民間企業は、障害者の雇用の促進等に関する法律(障害者雇用促進法)に基づいて、法定雇用率以上の障害者を雇う義務があります。法定雇用率は現在2.5%ですが、2026年(令和8年)7月から2.7%に引き上げられます。本稿では、法定雇用率の引き上げについて説明するとともに、障害者を雇う場合の算定方法などもお伝えします。
1.2.5%から2.7%へ
現在、民間企業の法定雇用率は2.5%です。そのため、常時雇用する労働者が40.0人以上の企業は、障害者雇用義務の対象となります。この法定雇用率が、7月1日以降、2.7%に引き上げられるため、対象範囲は常時雇用する労働者が37.5人以上の企業へ拡大することになりました。
法定雇用率と対象事業主の範囲
| 時期 | 民間企業の法定雇用率 | 対象事業主の範囲 (常時雇用する従業員数) |
|---|---|---|
| 令和5年度 | 2.3% | 43.5人以上 |
| 令和6年4月 | 2.5% | 40.0人以上 |
| 令和8年7月 | 2.7% | 37.5人以上 |
※出典:厚生労働省「事業主のみなさまへ 障害者の法定雇用率引上げと支援策の強化について」
対象事業主は毎年、自社の障害者雇用状況をハローワークへ報告しなければなりません。また、障害者の雇用を進めるための「障害者雇用推進者」を選任するよう努めることとされています。
2.パートタイムで雇用
フルタイムでの雇用が難しければ、パートタイムを検討するとよいでしょう。例えば、週所定労働時間が20時間以上30時間未満の身体障害者の方や知的障害者の方は、1人あたり0.5人とカウントされるので、2人採用すれば1人雇用したとみなされます。精神障害者の方については、週所定労働時間が20時間以上30時間未満でも1人とカウントし、10時間以上20時間未満は0.5人と計算します。
身体障害者、知的障害者、精神障害者に当たるかどうかは、原則として障害者手帳の有無で判断します。また、身体障害者や知的障害者の「重度」とは、自治体から障害が重いと判定された人です。

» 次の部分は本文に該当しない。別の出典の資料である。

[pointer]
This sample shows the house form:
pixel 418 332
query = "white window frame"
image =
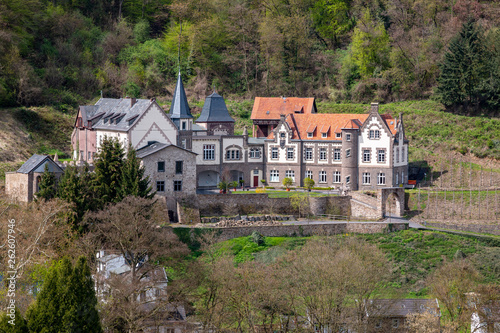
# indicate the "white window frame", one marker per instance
pixel 323 154
pixel 367 178
pixel 309 154
pixel 337 177
pixel 366 155
pixel 322 176
pixel 337 154
pixel 208 152
pixel 274 176
pixel 381 156
pixel 274 153
pixel 381 178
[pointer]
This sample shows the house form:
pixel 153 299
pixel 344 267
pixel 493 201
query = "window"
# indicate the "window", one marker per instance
pixel 177 185
pixel 274 153
pixel 178 167
pixel 209 152
pixel 381 178
pixel 322 154
pixel 322 176
pixel 161 166
pixel 381 156
pixel 336 177
pixel 336 154
pixel 366 155
pixel 309 154
pixel 254 153
pixel 374 134
pixel 366 178
pixel 274 176
pixel 160 186
pixel 233 154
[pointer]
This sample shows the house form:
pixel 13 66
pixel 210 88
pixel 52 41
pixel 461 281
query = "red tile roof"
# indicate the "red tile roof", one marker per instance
pixel 273 107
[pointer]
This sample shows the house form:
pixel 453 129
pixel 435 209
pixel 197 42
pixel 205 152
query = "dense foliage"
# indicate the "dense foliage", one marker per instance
pixel 65 52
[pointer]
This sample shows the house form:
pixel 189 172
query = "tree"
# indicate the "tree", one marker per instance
pixel 132 229
pixel 133 181
pixel 47 186
pixel 67 301
pixel 13 325
pixel 370 46
pixel 308 183
pixel 287 182
pixel 450 284
pixel 463 68
pixel 108 172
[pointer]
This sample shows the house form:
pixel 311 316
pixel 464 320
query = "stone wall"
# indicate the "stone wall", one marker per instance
pixel 481 228
pixel 245 204
pixel 309 230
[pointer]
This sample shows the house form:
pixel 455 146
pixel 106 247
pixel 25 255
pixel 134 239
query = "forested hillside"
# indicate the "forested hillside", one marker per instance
pixel 64 52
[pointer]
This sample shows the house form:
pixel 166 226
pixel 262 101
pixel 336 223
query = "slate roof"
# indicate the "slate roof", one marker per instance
pixel 155 147
pixel 328 123
pixel 179 108
pixel 33 162
pixel 401 307
pixel 214 110
pixel 121 109
pixel 272 107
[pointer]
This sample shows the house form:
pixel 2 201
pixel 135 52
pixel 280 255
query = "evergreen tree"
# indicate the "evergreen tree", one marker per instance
pixel 47 185
pixel 75 187
pixel 133 181
pixel 20 325
pixel 67 301
pixel 108 170
pixel 463 69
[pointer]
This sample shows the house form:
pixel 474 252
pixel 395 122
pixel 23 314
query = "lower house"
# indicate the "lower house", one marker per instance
pixel 147 293
pixel 390 315
pixel 22 185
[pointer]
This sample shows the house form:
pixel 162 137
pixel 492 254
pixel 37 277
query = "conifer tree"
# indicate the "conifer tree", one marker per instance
pixel 133 181
pixel 463 69
pixel 67 301
pixel 47 185
pixel 108 171
pixel 20 325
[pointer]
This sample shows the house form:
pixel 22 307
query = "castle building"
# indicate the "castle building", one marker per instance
pixel 290 139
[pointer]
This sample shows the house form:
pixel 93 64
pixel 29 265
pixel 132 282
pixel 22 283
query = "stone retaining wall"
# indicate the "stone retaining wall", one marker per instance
pixel 245 204
pixel 481 228
pixel 310 230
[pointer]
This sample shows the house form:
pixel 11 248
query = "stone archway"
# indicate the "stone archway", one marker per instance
pixel 392 201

例えば、障害等級が1級や2級の身体障害者、障害の程度がAと判定された知的障害者などです。
障害のある従業員の数え方(単位=人)
| 区分/週所定労働時間 | カウント数 |
|---|---|
| 身体障害者 | |
| 30時間以上 | 1 |
| 20時間以上30時間未満 | 0.5 |
| 10時間以上20時間未満 | - |
| 身体障害者(重度) | |
| 30時間以上 | 2 |
| 20時間以上30時間未満 | 1 |
| 10時間以上20時間未満 | 0.5 |
| 知的障害者 | |
| 30時間以上 | 1 |
| 20時間以上30時間未満 | 0.5 |
| 10時間以上20時間未満 | - |
| 知的障害者(重度) | |
| 30時間以上 | 2 |
| 20時間以上30時間未満 | 1 |
| 10時間以上20時間未満 | 0.5 |
| 精神障害者 | |
| 30時間以上 | 1 |
| 20時間以上30時間未満 | 1(※) |
| 10時間以上20時間未満 | 0.5 |
※当分の間の措置として、精神障害者である短時間労働者は、雇入れの日からの期間等にかかわらず、1人をもって1人とみなすこととしている。
3.さいごに
厚生労働省の「令和7年度 障害者雇用状況の集計結果」(令和7年6月1日現在)によると、民間企業に雇われている障害者は全国で704,610人、法定雇用率を達成している企業の割合は46%です。
法定雇用率を達成できない場合、常時雇用する労働者が100人超の企業は、不足する障害者1人あたり月5万円の納付金を徴収されます。また、雇用率が著しく低い企業は行政指導を受け、改善しなければ企業名が公表されるケースもあります。
障害者雇用を進めるうえでは、法定雇用率への対応だけでなく、障害のある方が安心して働き続けられる職場づくりを考えることが大切です。そのためには、担当業務の切り出し、勤務時間、職場での配慮事項、受け入れ体制などを整理しながら、必要に応じてハローワークや地域障害者職業センターなどの支援機関の活用も検討するとよいでしょう。
今後の法定雇用率の引き上げに備え、労務管理上の確認事項として、自社の雇用状況と対応方針を整理しておくことが大切です。